The adsorption

With the physicochemical phenomenon, which will now be discussed, probably everyone knows, although, perhaps, not everyone knows that it is called adsorption. Even if you did not pass adsorption in the classroom, you observed it repeatedly. As soon as you put an inkblot on paper or, worse, on clothes, then immediately get acquainted with this phenomenon. When the surface of one substance (paper, fabric, etc.) absorbs particles of another substance (ink, etc.), this is adsorption.

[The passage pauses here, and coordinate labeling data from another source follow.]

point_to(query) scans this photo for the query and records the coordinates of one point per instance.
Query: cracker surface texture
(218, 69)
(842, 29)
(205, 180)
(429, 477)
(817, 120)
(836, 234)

Even if you did not pass adsorption in the classroom, you observed it repeatedly

Very good adsorbent - coal. And not stone, but woody, and not just wood, but active (activated). Such coal is sold in pharmacies, usually in the form of tablets. From it we will begin experiments on adsorption.

Prepare a pale ink solution of any color and pour into a test tube, but not up to the top. Put in the test tube a tablet of active charcoal, close your finger and shake properly. The solution will lighten before our eyes. Change the solution to some other, but also painted - let it be diluted gouache or watercolor. The effect will be the same. And if you just take pieces of charcoal, they will absorb the dye much weaker.

In this there is nothing strange: the active coal differs from the usual in that it has a much larger surface. Its particles are literally permeated with pores (for this purpose, coal is treated in a special way and removed from the peg impurities). And if adsorption is an absorption by the surface, then clearly: the larger the surface, the better the absorption. Adsorbents are able to absorb substances not only from solutions. Take a half-liter glass jar and drop one drop of cologne or any other odorous substance to the bottom. Grab the jar with your hands and hold it so for half a minute to warm the odorant liquid a little. Now put a little bit of active coal in the bottle, close it tightly with a lid and leave it for a few minutes. Remove the cover. The smell disappeared. It was absorbed by the adsorbent, or rather, the molecules of the volatile matter that you placed in the jar were absorbed.

It is not necessary to take active coal for these experiments. There are many other substances that can serve as adsorbents: tuff, dry ground clay, chalk, blotting paper. You probably know how easily bread absorbs extraneous smells. It's not for nothing that wheat bread is not advised to be kept in one package with rye - their smells mix, and each loses its own special, only its inherent flavor.